Figure 1. Both (a) second-order perturbed approximation (72) using the KBMM and (b) first-order approximation (73) using MSM to the i.v.p. (71) are compared with the RK4 numerical approximations for $\epsilon =0.1$.

Figure 2. Both (a) second-order perturbed approximation (74) using the KBMM and (b) first-order approximation (75) using MSM to the i.v.p. (71) are compared with the RK4 numerical approximations for $\epsilon =0.2$.

6. Conclusions

In summary, using MATHEMATICA, the exact symmetric solutions of the standard/undamped Duffing–Helmholtz oscillator (D-HO) have been derived and discussed. Moreover, an approximation to this oscillator in the framework of elementary functions was derived. The trigonometric approximation was compared with both exact solutions and the 4th Range–Kutta (RK4) numerical approximation. It has been noted that the trigonometric approximation is characterized by high accuracy and more stability for long time intervals. On the other hand, both Krylov–Bogoliubov–Mitropolsky method (KBMM) and the multiple scales method (MSM) were applied to derive some approximate solutions to the time-delayed forced damped D-HO. Due to KBMM being less complicated than the other methods, thus, the approximate perturbed solution was derived up to the second order.
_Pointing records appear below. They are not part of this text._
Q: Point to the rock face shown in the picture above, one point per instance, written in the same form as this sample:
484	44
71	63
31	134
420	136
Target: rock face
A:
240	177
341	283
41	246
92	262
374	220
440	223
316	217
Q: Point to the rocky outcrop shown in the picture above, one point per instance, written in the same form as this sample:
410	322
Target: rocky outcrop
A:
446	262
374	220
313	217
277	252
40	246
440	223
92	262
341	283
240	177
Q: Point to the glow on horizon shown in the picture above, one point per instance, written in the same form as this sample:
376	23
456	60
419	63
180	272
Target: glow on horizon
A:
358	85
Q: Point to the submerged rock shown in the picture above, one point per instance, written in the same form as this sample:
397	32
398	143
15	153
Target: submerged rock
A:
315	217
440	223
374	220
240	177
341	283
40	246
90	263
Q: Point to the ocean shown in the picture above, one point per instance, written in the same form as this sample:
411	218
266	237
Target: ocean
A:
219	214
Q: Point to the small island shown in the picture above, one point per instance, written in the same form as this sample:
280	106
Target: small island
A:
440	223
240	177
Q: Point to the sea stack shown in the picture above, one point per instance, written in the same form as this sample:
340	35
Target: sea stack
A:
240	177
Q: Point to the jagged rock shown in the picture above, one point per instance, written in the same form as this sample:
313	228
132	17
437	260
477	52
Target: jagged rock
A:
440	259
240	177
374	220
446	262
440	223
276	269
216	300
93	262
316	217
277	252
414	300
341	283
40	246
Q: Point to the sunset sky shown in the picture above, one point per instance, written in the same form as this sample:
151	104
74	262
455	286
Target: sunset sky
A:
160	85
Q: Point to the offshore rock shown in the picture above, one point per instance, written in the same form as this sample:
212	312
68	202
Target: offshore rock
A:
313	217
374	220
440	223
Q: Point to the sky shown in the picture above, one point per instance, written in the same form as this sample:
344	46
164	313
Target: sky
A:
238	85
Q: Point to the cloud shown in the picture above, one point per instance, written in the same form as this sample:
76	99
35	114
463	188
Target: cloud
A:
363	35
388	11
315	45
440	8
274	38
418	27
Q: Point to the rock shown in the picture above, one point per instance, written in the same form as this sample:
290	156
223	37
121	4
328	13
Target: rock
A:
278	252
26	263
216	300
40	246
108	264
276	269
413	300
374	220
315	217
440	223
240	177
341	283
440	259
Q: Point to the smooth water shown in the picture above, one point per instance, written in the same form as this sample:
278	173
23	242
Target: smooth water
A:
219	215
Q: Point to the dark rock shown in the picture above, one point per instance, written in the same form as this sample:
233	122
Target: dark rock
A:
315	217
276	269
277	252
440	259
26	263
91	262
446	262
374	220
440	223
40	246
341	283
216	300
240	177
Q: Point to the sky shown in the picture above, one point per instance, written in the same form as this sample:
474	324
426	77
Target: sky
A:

In addition, it is possible to derive the solutions up to the upper degree in the same way. For the MSM, the first perturbed approximation was derived, but the higher-order approximations cost a lot of time; also in the same way, the higher-order approximations can be obtained. All perturbed approximations were analyzed numerically using suitable numerical values to the related parameters and compared with RK4 numerical approximations. It has been noticed that KBMM gives more accurate perturbed approximations to the current problem than the MSM.